The Chancellor's expected announcement tomorrow of the first scheme signals the start of the process, which will lead to the private sector building hospitals worth nearly pounds 1bn to be leased back to the NHS.

The Leeds deal, struck with Medipark, a consortium whose members include the Charterhouse Bank and the builders Laing, will include an 80-bed patient "hotel" of which 35 beds will initially be run as a private patient unit. Medipark will pay St James's (known locally as Jimmy's) a royalty on the turnover it attracts.

The South Bucks scheme includes replacing Second World War hutted wards at Amersham General Hospital which were built in 1940 and whose replacement was first promised by Enoch Powell when he was Minister of Health in 1963. Subsequent redevelopment plans have been repeatedly cancelled.

Mr Dorrell is expected to use that to back his claim that the private finance initiative means new NHS hospitals will no longer have to wait in the queue for public sector capital.

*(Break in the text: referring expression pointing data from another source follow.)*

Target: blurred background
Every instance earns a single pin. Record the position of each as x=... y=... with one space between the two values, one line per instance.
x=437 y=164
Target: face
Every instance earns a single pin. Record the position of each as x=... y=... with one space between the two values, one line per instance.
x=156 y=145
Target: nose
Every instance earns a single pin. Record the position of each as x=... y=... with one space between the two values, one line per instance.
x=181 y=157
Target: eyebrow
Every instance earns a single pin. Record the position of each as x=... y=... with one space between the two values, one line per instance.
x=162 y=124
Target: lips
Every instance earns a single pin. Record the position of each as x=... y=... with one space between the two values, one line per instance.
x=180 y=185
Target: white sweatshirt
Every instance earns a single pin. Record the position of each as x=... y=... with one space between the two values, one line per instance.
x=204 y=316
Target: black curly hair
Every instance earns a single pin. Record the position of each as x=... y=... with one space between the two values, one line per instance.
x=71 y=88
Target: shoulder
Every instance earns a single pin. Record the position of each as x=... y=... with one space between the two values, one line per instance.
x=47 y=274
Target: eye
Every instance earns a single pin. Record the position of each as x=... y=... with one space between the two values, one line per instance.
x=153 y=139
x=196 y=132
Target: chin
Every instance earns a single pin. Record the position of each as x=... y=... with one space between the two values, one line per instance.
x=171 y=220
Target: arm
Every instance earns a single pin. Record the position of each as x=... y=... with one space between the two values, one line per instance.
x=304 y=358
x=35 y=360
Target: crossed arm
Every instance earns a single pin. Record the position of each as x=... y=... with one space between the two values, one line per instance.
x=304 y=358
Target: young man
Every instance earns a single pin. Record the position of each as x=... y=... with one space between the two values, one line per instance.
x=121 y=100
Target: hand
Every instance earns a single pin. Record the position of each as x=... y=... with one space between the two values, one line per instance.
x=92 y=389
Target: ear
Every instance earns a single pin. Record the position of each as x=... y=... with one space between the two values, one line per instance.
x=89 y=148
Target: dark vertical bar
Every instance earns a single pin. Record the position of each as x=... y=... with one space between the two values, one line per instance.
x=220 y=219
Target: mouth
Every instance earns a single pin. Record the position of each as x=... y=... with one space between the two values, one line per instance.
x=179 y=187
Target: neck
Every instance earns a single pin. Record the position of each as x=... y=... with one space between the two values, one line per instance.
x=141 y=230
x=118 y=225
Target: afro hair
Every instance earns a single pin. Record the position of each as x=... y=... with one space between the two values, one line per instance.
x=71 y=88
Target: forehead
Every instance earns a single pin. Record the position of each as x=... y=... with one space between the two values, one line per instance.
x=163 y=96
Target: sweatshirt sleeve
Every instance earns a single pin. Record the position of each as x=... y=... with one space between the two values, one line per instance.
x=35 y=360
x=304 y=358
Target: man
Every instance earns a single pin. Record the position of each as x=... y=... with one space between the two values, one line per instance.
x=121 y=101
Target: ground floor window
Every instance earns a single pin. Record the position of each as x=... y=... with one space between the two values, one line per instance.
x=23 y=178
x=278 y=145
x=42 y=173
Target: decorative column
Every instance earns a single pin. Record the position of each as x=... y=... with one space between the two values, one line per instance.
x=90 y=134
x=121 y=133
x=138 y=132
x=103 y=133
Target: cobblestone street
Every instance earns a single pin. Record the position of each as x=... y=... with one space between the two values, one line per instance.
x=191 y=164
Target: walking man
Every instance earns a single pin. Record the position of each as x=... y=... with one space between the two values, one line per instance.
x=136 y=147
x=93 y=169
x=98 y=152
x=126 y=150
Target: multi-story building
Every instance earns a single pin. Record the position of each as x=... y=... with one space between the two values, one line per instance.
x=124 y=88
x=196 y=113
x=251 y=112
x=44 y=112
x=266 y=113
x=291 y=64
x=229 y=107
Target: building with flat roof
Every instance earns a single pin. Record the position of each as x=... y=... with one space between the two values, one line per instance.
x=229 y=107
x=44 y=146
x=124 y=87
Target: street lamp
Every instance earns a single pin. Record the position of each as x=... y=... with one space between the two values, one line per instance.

Labour may argue that the schemes will lead to privatisation but find them impossible to cancel, said Kingsley Manning, managing director of Newchurch, a consultancy which holds a database on the schemes. Projects worth nearly pounds 2bn could be in the pipeline by the general election. "If Labour does cancel them, it will either have to find pounds 2bn of capital from taxation to replace them, or it will have to tell 40 or so communities that they are not going to get the new hospital they have been promised."

Some critics, however, say it could lead to a public spending crisis. Nicholas Bosanquet, Professor of Health Policy at Imperial College, London, said growing use of commercial capital was creating a new breed of "private sector rent-seekers", with a vested interest in driving up public spending to make returns on capital they have invested.